Rural regional planning organizations (RTPOs) and other regional entities will receive predictable capacity funding and dedicated regional planning dollars (including minimum grants and set‑asides), and some projects may be fully federally funded, increasing planning capacity in nonmetropolitan areas and enabling more local projects to advance.
Local governments, MPOs, and regional planning organizations will have greater input and in some cases direct control over which projects receive federal funds (through required consultation, local programming requirements, competitive access for local entities, and direct MPO suballocations), improving alignment of projects with local priorities.
States will have less flexibility and some existing funding will be redirected into new set‑asides and formula reservations (e.g., bridge set‑aside, population‑tier reservations, RTPO minimums), reducing funds available for other statewide priorities and projects.
The bill imposes new administrative and compliance burdens (Secretary approvals, program certifications, MPO/TIP programming rules, formula and planning consistency requirements), increasing staffing, planning, and procedural work for state and local agencies and FHWA.
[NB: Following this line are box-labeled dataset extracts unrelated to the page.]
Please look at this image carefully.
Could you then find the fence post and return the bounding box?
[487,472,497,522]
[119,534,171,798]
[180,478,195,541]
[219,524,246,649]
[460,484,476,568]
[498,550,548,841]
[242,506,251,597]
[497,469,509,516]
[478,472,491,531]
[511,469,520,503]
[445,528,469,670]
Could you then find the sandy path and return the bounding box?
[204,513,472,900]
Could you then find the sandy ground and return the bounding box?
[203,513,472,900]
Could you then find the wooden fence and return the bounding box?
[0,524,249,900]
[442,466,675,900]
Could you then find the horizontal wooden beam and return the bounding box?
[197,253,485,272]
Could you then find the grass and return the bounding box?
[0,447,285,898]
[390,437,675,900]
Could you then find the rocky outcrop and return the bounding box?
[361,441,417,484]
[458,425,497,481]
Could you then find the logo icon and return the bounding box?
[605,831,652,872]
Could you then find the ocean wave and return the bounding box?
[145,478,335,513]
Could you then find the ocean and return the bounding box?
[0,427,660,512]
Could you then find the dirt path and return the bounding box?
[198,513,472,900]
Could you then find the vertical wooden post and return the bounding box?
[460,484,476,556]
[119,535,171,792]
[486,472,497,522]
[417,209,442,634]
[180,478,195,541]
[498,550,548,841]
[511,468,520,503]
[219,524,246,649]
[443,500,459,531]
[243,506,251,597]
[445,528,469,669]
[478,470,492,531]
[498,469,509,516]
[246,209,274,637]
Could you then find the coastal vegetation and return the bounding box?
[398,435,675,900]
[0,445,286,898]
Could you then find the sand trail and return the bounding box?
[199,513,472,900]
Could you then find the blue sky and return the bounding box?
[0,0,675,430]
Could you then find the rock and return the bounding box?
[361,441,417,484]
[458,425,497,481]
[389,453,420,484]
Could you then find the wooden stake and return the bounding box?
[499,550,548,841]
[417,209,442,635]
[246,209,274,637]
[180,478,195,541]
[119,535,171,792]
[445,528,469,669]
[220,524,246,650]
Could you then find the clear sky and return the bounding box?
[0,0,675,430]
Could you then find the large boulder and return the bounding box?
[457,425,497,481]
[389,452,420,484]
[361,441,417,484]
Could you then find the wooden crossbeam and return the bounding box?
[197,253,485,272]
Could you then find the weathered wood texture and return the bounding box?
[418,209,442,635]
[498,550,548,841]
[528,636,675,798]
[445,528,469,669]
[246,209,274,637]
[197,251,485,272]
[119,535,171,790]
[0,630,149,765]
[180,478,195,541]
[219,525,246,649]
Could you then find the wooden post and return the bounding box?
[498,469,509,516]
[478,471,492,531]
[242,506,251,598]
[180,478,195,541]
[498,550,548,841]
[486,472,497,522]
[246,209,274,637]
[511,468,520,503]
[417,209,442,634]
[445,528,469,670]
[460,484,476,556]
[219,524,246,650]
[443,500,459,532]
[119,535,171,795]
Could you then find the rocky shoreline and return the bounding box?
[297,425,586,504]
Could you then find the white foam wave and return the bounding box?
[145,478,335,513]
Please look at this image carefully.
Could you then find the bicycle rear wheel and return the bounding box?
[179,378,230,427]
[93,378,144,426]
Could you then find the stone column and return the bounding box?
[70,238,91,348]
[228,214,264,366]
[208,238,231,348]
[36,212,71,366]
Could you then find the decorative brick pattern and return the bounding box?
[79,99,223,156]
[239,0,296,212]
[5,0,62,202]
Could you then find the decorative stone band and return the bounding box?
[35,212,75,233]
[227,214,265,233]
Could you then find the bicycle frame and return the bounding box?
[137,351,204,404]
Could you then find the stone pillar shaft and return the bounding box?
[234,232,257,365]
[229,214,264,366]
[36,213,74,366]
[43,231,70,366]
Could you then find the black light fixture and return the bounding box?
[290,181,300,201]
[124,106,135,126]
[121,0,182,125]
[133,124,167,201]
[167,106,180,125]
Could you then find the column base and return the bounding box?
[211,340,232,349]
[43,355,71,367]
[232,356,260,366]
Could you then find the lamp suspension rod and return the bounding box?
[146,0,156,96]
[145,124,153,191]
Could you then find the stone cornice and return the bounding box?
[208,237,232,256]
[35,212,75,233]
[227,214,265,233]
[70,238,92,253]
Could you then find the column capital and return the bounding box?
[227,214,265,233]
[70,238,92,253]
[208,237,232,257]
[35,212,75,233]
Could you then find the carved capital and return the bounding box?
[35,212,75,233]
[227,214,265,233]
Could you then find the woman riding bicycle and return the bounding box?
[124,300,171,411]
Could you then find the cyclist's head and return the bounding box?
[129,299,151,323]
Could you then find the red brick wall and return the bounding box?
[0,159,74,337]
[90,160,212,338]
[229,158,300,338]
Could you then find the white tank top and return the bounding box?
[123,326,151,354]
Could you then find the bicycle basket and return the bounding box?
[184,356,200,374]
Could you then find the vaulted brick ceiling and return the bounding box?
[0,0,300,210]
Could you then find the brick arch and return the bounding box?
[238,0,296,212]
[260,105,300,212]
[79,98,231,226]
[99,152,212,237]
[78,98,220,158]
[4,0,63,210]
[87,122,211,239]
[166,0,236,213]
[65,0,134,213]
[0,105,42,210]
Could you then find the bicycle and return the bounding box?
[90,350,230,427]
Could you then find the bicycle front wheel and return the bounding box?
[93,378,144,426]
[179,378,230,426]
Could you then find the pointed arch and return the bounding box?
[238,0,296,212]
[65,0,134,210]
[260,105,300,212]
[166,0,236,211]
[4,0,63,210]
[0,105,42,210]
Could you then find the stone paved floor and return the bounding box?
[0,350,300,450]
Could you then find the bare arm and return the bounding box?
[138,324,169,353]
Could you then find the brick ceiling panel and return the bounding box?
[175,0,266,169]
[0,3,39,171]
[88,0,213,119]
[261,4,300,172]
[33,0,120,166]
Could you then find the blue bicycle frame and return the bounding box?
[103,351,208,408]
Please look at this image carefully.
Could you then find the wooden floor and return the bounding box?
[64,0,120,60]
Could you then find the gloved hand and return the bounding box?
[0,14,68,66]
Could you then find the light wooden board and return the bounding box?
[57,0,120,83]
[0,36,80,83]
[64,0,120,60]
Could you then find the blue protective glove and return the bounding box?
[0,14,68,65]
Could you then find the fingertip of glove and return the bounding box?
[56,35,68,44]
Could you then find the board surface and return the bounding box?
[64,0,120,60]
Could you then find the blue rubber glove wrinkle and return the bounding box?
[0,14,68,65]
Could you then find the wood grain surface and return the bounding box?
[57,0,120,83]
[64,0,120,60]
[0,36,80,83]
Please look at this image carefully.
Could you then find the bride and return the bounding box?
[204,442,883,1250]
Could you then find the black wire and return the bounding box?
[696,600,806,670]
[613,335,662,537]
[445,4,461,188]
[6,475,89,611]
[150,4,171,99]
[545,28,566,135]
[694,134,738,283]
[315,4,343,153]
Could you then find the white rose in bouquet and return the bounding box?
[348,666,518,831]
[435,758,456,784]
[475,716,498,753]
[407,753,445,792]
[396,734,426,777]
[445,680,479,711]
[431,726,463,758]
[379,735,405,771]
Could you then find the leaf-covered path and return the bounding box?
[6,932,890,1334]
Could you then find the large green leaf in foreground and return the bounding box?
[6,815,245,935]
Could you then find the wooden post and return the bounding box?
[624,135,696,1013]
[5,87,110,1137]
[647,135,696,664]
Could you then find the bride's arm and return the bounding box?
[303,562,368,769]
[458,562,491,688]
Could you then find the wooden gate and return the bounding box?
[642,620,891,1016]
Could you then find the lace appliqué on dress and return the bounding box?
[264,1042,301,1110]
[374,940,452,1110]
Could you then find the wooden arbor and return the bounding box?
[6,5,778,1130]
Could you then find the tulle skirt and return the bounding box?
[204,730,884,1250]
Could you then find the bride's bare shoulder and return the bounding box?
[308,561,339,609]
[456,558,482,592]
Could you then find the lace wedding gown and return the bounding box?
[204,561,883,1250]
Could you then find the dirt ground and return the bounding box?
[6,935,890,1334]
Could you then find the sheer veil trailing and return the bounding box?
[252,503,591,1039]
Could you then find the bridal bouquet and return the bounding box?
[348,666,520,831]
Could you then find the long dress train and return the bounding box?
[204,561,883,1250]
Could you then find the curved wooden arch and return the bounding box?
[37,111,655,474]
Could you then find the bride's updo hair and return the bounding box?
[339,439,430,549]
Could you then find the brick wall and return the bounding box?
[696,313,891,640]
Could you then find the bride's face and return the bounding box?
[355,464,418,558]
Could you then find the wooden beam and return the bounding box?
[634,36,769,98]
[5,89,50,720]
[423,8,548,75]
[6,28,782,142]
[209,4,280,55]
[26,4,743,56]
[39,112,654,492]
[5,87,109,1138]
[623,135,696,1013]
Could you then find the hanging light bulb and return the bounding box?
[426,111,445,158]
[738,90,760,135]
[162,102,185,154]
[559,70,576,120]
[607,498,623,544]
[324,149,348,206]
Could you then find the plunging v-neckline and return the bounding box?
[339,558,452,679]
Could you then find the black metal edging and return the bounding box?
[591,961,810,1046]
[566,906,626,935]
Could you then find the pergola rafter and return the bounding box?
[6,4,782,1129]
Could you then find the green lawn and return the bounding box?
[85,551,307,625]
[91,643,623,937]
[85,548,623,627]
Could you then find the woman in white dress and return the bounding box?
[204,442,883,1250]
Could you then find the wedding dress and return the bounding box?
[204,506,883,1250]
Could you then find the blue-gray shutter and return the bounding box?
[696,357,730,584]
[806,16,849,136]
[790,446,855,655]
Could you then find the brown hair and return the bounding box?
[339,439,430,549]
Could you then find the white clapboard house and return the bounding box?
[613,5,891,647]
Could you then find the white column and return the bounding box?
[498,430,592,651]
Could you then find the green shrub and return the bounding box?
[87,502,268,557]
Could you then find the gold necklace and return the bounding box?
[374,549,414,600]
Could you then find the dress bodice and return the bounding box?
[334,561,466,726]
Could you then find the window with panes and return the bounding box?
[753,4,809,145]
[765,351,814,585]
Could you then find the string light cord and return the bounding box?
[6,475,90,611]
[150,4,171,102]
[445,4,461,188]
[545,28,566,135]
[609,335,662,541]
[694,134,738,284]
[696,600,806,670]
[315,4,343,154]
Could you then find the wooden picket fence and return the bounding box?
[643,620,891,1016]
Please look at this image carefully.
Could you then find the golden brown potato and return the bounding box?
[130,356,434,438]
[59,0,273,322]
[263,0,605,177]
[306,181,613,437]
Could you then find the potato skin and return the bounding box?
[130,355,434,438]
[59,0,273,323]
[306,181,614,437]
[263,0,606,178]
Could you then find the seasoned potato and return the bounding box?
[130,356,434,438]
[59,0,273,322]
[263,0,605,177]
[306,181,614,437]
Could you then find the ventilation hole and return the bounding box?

Smaller, non‑designated, or resource‑constrained local governments and regional entities may be disadvantaged: competitive grants, Secretary approval processes, and technical/financial qualification requirements favor better‑resourced applicants and could leave vulnerable communities behind.
Based on analysis of 10 sections of legislative text.
Creates new bridge and regional planning set‑asides, requires population‑tiered allocations for bridge and safety funds, and makes metropolitan planning funds 100% federally funded with expanded uses.
Introduced February 9, 2026 by Kristen McDonald Rivet · Last progress February 9, 2026
Creates new, targeted federal programs and funding rules to strengthen bridges, improve local and regional transportation planning, and expand how metropolitan planning funds are used. It authorizes a multi‑year Strengthening Bridges program ($5.5 billion per year for FY2027–FY2031) with population‑based distribution requirements, a $150 million per year regional planning set‑aside, and a program to provide direct funding and capacity building to regional transportation planning organizations and nonmetropolitan regional entities. Requires States to follow new consultation and selection rules (including population‑tiered set‑asides for bridges and safety funding), limits some fund transfers unless States hold competitive processes, makes metropolitan planning funds fully federally funded and usable for more activities, and creates timelines (including Secretary actions within 180 days) and minimum payments to regional planning organizations. Several provisions increase federal shares for local and off‑system bridge projects and add program administration and oversight requirements for the Department of Transportation and FHWA.